2014-09-08 13:10:03 EDT STATEMENT: INSERT INTO asset.copy (age_protect,alert_message,barcode,call_number,circ_as_type,circ_lib,circ_modifier,circulate,copy_number,create_date,active_date,creator,deleted,dummy_isbn,deposit,deposit_amount,dummy_author,dummy_title,edit_date,editor,fine_level,holdable,id,loan_duration,location,opac_visible,price,ref,status,status_changed_time,mint_condition,floating,cost) VALUES (DEFAULT,DEFAULT,'31234005678911',-1,DEFAULT,51,DEFAULT,'t',DEFAULT,DEFAULT,DEFAULT,604362,'f',DEFAULT,DEFAULT,DEFAULT,'Some Guy','Some Book',DEFAULT,604362,2,'t',DEFAULT,2,1,'f',DEFAULT,DEFAULT,0,DEFAULT,DEFAULT,DEFAULT,DEFAULT);
2014-09-08 13:10:03 EDT ERROR: current transaction is aborted, commands ignored until end of transaction block
2014-09-08 13:10:03 EDT STATEMENT: SELECT 1;
I also tried the above on a VM running Ubuntu 12.04 and got different results.
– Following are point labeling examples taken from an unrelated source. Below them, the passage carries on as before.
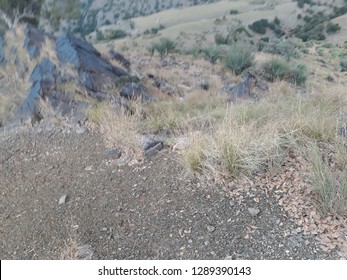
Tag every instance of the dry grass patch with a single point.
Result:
(197, 111)
(119, 125)
(329, 183)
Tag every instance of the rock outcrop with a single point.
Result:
(67, 78)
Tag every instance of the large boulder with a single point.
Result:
(95, 73)
(68, 79)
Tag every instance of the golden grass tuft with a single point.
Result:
(120, 125)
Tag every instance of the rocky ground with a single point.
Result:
(62, 197)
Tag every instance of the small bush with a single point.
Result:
(164, 47)
(239, 58)
(212, 53)
(276, 69)
(331, 187)
(332, 27)
(298, 74)
(279, 69)
(220, 39)
(115, 34)
(259, 26)
(343, 64)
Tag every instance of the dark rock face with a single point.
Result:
(112, 54)
(49, 80)
(33, 41)
(1, 51)
(95, 72)
(43, 80)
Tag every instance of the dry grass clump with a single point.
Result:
(197, 111)
(330, 183)
(247, 138)
(120, 125)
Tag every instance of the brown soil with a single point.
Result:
(151, 210)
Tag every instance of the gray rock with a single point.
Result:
(154, 149)
(113, 154)
(294, 241)
(81, 130)
(46, 96)
(112, 54)
(84, 252)
(62, 199)
(254, 211)
(211, 228)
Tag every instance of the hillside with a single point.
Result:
(208, 137)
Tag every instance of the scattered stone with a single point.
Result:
(155, 149)
(343, 131)
(81, 130)
(112, 54)
(89, 168)
(254, 211)
(211, 228)
(62, 199)
(204, 85)
(294, 241)
(84, 252)
(113, 154)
Everything actually worked as I expected. The error occurred, my script trapped the error, and then did a pcrud.transaction.rollback with any message about abrupt termination.
Here are the versions of the relevant libraries on Ubuntu Precise Pangolin (12.04) and Trusty Tahr (14.04) for comparison:
On precise
libdbi1 0.8.4-5.1
libdbdpgsql 0.8.3-1+s-2.1ubuntu4
postgresql-client 9.3+154.pgdg12.4+1*
libpq5 9.3.5-1.pgdg12.4+1
*I'm using the PostgreSQL apt source.
On trusty:
libdbi1 0.9.0-1
libdbd-pgsql 0.9.0-2ubuntu2
postgresql-client 9.3.5-0ubuntu0.14.04.1
libpq5 9.3.5-0ubuntu0.14.04.1
I believe the problem is that transaction support was added to libdbi in release 0.9.0 as indicated in the March 25, 2013 news item from http://libdbi.sourceforge.net/index.html. It appears that there is some bad interaction with the Evergreen C code's handling of database transactions and that provided in the newer libdbi. I have not delved into the code or tried debugging to find out exactly what is going on, though.
I cannot recommend that anyone use Ubuntu 14.04 or any other system with libdbi 0.9.0 until this is resolved.
As warned by the code comments, the libdbi error messages did indeed change, wreaking havoc. Fix pushed to:
http:// git.evergreen- ils.org/ ?p=working/ Evergreen. git;a=shortlog; h=refs/ heads/user/ berick/ lp1366964- libdbi- error-handling
I tested this moderately on Ubuntu 14.04 with success. It should be backwards compatible with older versions of libdbi, but I have not tested that. Branch includes a Perl live test for confirming the functionality.